NEW YORK (GenomeWeb) – A new study has delved more deeply than ever into the coding and non-coding alterations that occur in various forms of melanoma — including those do not seem to be attributable to mutations caused by sun exposure.
Researchers from Australia, Spain, and the US did whole-genome sequencing on tumor samples from nearly 200 individuals with melanoma subtypes affecting mucosal tissues, the hands or feet (called acral melanoma), or cutaneous skin sites. The findings, published online today in Nature, expanded the set of mutational signatures identified in ultraviolet light-associated melanomas, while highlighting structural variants and other alterations in melanoma tumors from mucosal and hand or foot sites.
"The heavily mutated landscape of coding and non-coding mutations in cutaneous melanoma resolved novel signatures of mutagenesis attributable to ultraviolet radiation," corresponding author Graham Mann, a researcher with the University of Sydney's Melanoma Institute Australia, and his co-authors wrote. "However, acral and mucosal melanomas were dominated by structural changes and mutation signatures of unknown etiology, not previously identified in melanoma."
While the genomics of cutaneous melanoma in particular have been addressed by efforts such as The Cancer Genome Atlas, forms of melanoma that are not associated with ultraviolet light exposure and/or those that form in the eye, mucosal tissues, and hands or feet are less well characterized.
"Melanoma of the skin is a common cancer only in Europeans, whereas it arises in internal body sources (mucosal sites) and on the hands and feet (acral sites) in people throughout the world," the authors wrote, noting that "[m]elanomas driven by non-ultraviolet radiation are uncommon in cutaneous sites, but dominate those occurring in eyes, mucosal surfaces, and acral sites."
For their analysis, the researchers focused on 183 melanoma samples, including nearly three dozen acral melanomas, and eight melanoma tumors formed on mucosal tissue. The set encompassed 75 primary tumors, 93 metastases, and 15 cell lines, the researchers noted.
After using Illumina Hiseq 2000 instruments to generate genome sequences for the tumors and matched normal samples, they sifted through these sequences to uncover almost 20.1 million substitutions, tens of thousands of small insertions or deletions, and a dozen mutational signatures across the melanoma samples.
As reported in the past, the team found that cutaneous melanomas contained recurrent mutations affecting genes such as BRAF, TP53, NRAS, and CDKN2A. Some of the same genes — particularly BRAF and NRAS — were recurrently mutated in the acral melanomas as well, along with the NF1 gene, while SF3B1 gene mutations were recurrent in mucosal tissue melanomas.
The acral and mucosal melanomas appeared more prone to structural variants, breakpoint clusters, and copy number changes than the cutaneous tumor types, the researchers reported. Similarly, their analyses pointed to varied mutational signatures by melanoma subtype — for example, they uncovered six signatures linked to other cancer types that were especially common in some of the melanoma samples from sites with low sun exposure.

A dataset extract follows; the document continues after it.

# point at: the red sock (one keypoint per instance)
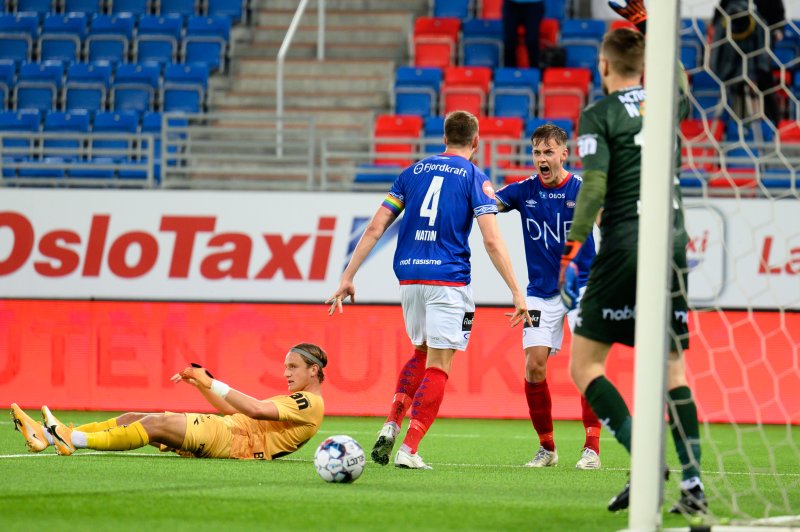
(426, 405)
(407, 384)
(592, 426)
(540, 410)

With the new genome sequences, the team was also able to get a glimpse at the prevalence and placement of gene fusions and non-coding mutations in tumor genomes from each melanoma subtype. That analysis led to mutations affecting the promoter of the telomere-related gene TERT that were particularly common in cutaneous melanoma, for example, and several 5'-UTR mutations that fell near other genes in the melanoma set.
"The whole-genome mutation landscape of melanoma reveals diverse carcinogenic processes across its subtypes, some unrelated to sun exposure, and extends potential involvement of the non-coding genome in its pathogenesis," the researchers added.